- Published on
Designing Instagram
1. What is Instagram?
Instagram is a social networking service that enables its users to upload and share their photos and videos with other users.
2. Requirements and Goals of the System
Functional Requirements
- Users should be able to upload/download/view photos.
- Users can perform searches based on photo/video titles.
- Users can follow other users.
- The system should generate and display a user's News Feed consisting of top photos from all the people the user follows.
Non-functional Requirements
- Our service needs to be highly available.
- The acceptable latency of the system is 200ms for News Feed generation.
- Consistency can take a hit (in the interest of availability) if a user doesn't see a photo for a while; it should be fine
- The system should be highly reliable; any uploaded photo or video should never be lost
3. Some Design Considerations
The system would be read-heavy, so we will focus on building a system that can retrieve photo quickly.
- Practically, users can upload as many phots as they like; therefore, efficient management of storage should be a crucial factor in designing this system.
- Low latency is expected while viewing photos.
- Data should be 100% reliable. If a user uploads a photo, the system will guarantee that it will never be lost.
4. Capacity Estimation and Constraints
Calculate total space required with DAU, photo file size
5. High Level System Design
At a high-level, we need to support two scenarios, one to upload photos and the other to view/search photos. Our service would need some object storage servers to store photos and some database servers to store metadata information about the photos
6. Database Schema
We need to store data about users, their uploaded photos, and the people they follow.
7. Data Size Estimation
Estimate database tables size.
8. Component Design
Photo writes can be slow as they have to go to the disk, whereas reads will be faster, especially they are being served from cache.
Uploading users can consume all the available connections, as uploading is a slow process. This means that 'reads' cannot be served if the system gets busy with the 'write' requests. To handle this bottleneck, we can split reads and writes into separate services. We will have dedicated servers for reads and different servers for writes to ensure that uploads don't hog the system.
9. Reliability and Redundancy
We can run a redundant secondary copy of the service that is not serving any traffic, but it can take control after the failover when the primary has a problem.
10. Data Sharding
a. Partitioning based on UserID
We will find the shard number by UserID % 10
What are the different issues with this partitioning scheme
- How would we handle hot users?
- Some users will have a lot of photos compared to others, thus making a non-uniform distribution of storage.
- What if we cannot store all pictures of a user on one shard? If we distribute photos of a user onto multiple shards, will it cause higher latencies?
- Storing all photos of a user on one shard can cause issues like unavailability of all of the user's data if that shard is down or higher latency if it is serving high load.

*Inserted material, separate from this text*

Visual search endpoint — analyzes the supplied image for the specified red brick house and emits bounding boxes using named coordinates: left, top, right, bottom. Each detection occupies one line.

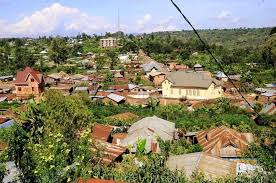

b. Partitioning based on PhotoID
How can we generate PhotoIDs?
One solution could be that we dedicate a separate database instance to generate auto-incrementing IDs.
11. Rankings and News Feed Generation
Pre-generating the News Feed
We can have dedicated servers that are continuously generating users' News Feeds and storing them in a UserNewsFeed table.
12. News Feed Creation with Sharded Data
One of the most important requirements to create the News Feed for any given user is to fetch the latest photos from all people the user follows. For this, we need to have a mechanism to sort photos on their time of creation. To efficiently do this, we can make photo creation time part of the PhotoID. As we will have a primary index on PhotoID, it will be quite quick to find the latest PhotoIDs.
We an use epoch time for this. Let's say our PhotoID will have two parts; the first part will be representing epoch time, and the second part will be an auto-incrementing sequence.
13. Cache and Load Balancing
- Geographically distributed photo cache servers
- CDN
- Cache for metadata servers
- We can try caching 20% of the daily read volume of photos and metadata.